At least a few thousand votes remain to be counted from Tuesday's city election. That will happen on April 17 and 18.
Nearly 2,000 questioned ballots were cast, and will have to be verified before they are tallied. Questioned ballots include those cast by voters whose names weren't on precinct rolls, for example, if they voted outside their home precincts or had moved to a new precinct.
An undetermined number of absentee votes cast by mail and postmarked by Election Day are continuing to arrive and also will be counted, along with ballots of early voters who voted in person from last Friday through Monday, officials with the city clerk's office said.
Those late-counted votes shouldn't change the outcome of the mayor's race, but Proposition 6, a $1.3 million public transit bond, is passing by only two votes -- 25,857 yes to 25,855 no. In addition, Jeannie Mackie leads Mia Costello by only 360 votes in their race for School Board Seat B.
Dan Sullivan and Eric Croft set off Wednesday morning on a month-long drive to a runoff election finish, with the keys to the Anchorage mayor's office going to the winner.
Sullivan outdistanced 14 other candidates at Tuesday's election but came up less than 2 percent shy of the 45 percent plurality he needed to win without a runoff. Croft finished second, but with fewer than half as many votes as Sullivan, and will have to draw on voters who supported others if he hopes to turn the tables at the May 5 runoff.
The next leg of the mayor's race takes place in a town where many voters seem uneasy about rising property taxes and worried that a gut-shot national economy may threaten Anchorage's vitality.
Five of eight bond propositions failed Tuesday, including two school bonds totalling nearly $100 million, and 60 percent of voters passed an initiative that aims to tighten the limit on property taxes.
City races in Anchorage are non-partisan by law, but the runoff matches Croft, a 44-year-old Democratic former state representative, against Sullivan, 57, a Republican former three-term Assemblyman.
Sullivan is touting his familiarity with city issues and government, and he's positioning himself as a conservative tax cutter.
Croft is pounding Sullivan on sales taxes and says his opponent held down the most conservative end of the 15-candidate field in a voter climate that "should have been a perfect storm for him."

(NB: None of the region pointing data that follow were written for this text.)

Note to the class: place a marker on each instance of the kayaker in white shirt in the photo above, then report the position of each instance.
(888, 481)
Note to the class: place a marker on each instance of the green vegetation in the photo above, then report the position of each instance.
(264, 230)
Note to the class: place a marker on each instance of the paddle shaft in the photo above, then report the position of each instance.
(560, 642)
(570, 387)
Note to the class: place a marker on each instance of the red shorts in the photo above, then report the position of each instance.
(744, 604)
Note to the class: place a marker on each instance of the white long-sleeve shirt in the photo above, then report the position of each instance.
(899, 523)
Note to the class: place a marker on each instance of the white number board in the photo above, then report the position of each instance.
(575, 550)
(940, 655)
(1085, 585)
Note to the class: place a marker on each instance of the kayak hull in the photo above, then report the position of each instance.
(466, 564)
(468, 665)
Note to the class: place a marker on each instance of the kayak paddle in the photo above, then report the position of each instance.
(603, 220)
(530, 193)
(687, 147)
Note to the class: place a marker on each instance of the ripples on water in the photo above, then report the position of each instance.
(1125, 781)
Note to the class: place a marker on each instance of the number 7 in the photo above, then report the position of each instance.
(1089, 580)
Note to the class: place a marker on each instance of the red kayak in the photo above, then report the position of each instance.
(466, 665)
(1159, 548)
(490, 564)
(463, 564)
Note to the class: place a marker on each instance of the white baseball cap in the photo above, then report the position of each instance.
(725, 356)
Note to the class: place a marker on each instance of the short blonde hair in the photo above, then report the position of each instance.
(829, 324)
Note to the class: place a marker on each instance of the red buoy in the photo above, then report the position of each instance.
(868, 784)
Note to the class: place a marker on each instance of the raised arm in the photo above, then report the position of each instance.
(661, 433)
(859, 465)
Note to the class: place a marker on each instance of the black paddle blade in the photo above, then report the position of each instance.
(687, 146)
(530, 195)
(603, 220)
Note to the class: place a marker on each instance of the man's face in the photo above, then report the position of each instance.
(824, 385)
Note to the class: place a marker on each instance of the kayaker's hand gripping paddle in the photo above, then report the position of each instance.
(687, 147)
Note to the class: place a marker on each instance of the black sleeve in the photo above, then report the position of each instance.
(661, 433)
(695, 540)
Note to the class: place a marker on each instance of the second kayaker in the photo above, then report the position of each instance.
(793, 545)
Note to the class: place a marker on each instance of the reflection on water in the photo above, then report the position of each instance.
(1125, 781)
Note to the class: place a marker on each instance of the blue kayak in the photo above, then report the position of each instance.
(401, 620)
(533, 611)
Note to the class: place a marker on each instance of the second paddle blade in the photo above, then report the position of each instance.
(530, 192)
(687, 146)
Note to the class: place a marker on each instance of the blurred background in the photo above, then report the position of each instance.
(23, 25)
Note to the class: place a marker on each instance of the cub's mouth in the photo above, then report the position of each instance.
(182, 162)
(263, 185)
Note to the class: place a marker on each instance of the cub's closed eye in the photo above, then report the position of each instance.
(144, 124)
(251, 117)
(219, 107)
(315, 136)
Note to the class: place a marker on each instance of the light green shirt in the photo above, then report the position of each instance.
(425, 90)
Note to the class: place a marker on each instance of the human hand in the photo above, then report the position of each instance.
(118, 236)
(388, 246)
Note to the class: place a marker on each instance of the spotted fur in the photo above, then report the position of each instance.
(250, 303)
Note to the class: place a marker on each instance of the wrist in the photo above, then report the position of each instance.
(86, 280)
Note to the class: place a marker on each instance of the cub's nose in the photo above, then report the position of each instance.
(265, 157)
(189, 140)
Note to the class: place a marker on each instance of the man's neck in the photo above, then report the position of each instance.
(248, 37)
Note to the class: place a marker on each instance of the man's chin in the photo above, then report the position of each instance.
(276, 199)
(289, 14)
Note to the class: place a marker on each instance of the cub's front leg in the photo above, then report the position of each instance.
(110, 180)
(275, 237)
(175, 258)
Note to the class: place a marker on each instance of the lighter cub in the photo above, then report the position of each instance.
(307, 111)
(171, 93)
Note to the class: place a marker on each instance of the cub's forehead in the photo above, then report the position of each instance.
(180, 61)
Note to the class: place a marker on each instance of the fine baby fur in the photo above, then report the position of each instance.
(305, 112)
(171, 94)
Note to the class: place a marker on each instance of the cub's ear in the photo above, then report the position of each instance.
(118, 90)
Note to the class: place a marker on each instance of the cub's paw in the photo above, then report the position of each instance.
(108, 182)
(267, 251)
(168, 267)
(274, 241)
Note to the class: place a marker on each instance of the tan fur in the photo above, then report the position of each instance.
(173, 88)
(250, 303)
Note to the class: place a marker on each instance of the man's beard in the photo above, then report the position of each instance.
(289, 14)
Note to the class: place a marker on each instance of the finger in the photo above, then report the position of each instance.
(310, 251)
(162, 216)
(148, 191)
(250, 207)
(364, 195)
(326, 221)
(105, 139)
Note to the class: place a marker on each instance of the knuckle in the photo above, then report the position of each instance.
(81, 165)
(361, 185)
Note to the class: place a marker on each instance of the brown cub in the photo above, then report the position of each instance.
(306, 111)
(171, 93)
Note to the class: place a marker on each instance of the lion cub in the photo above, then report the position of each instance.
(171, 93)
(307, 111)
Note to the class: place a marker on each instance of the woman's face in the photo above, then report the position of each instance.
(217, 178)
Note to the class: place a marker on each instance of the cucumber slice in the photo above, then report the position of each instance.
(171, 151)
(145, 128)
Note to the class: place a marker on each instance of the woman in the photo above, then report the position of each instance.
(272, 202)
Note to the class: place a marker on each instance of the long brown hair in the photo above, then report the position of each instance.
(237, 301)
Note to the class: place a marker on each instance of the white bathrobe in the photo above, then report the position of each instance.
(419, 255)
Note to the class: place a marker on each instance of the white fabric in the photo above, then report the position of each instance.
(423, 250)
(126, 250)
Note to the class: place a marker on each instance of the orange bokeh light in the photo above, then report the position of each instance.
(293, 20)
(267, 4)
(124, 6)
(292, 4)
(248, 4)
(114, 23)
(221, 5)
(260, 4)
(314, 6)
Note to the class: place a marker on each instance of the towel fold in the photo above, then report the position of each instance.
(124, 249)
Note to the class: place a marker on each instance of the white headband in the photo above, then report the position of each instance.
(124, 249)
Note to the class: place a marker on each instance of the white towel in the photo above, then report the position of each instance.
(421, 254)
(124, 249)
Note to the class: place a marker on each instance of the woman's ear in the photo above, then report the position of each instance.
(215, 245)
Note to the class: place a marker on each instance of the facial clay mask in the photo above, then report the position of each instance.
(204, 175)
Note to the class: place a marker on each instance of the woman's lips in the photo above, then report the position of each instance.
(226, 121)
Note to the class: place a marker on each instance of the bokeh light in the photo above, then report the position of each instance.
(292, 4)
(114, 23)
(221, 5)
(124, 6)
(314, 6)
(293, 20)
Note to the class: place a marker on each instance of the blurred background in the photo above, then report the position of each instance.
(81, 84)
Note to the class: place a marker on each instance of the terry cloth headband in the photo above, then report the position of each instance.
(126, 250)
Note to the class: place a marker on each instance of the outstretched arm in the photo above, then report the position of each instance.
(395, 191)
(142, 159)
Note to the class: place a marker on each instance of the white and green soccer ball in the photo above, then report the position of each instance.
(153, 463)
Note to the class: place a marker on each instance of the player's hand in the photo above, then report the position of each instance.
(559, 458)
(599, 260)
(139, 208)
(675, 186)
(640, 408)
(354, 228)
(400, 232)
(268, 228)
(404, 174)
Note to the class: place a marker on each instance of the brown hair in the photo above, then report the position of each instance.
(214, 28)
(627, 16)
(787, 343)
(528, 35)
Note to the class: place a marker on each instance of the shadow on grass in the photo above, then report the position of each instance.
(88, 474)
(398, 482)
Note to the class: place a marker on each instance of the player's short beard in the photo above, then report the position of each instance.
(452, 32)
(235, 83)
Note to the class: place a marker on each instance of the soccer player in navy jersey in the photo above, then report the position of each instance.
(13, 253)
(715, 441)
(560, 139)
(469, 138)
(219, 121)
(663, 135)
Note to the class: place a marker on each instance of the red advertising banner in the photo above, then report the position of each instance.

"It's significant that 57 percent of Anchorage wanted someone else," Croft said.
The sales tax issue became a focal point of campaigns in the days before Tuesday's vote.
Sullivan had advocated a sales tax that would reduce property taxes on a dollar-for-dollar basis. But he changed that stance at the end, saying he now supports a sales tax only if it completely replaces property taxes.
Replacing the $400 million-plus in property taxes for city and school services would mean a sales tax of 10 to 12 percent, Croft said Wednesday, citing a study for the Assembly a few years ago that said a 3 percent tax would raise $90 million.
"Who really wins off of that is the wealthiest homes, but more importantly the biggest corporate landowners," Croft said. "Ordinary homeowners, two kids and a mortgage, do very poorly because they pay a tremendous amount more in sales tax than they would have in property tax."
Sullivan labeled Croft's latest shot "a complete distortion."
"What I have said all along is what I want to do is reduce property taxes," Sullivan said, and he's now convinced that voters so distrust government that the only way they would consider adding a sales tax "is one that would replace property taxes 100 percent.
"Now, is that my preferred method? No."
The question is academic in any case, Sullivan said, because any new tax would require a 60 percent voter approval, which he described as an insurmountable hurdle.
Sullivan said he thinks voters will end up choosing the candidate they believe is best suited in experience and abilities to run the business of city government.
"They're going to look at the candidate's records as elected officials in addition to their private sector resumes, and see who actually has a record of fighting for the property tax payers, saying no to spending," he said.
Both candidates are hitting the fundraising trail too.
Sullivan said he ended the first stage of the race with about $100,000 left over, and Croft, who had collected a total of about $250,000 by election day, reported a surplus of $37,500 in a campaign report filed last week.
Croft said he now plans to call for support from people who donated to four candidates for mayor who lost Tuesday -- Assemblywoman Sheila Selkregg, Acting Mayor Matt Claman, former police chief Walt Monegan and retired cop Paul Honeman.
Sullivan, who raised a total of about $363,000 in an 18-month campaign, said he's confident he'll be able to draw on donors who contributed in 2008 but haven't given to him yet this year.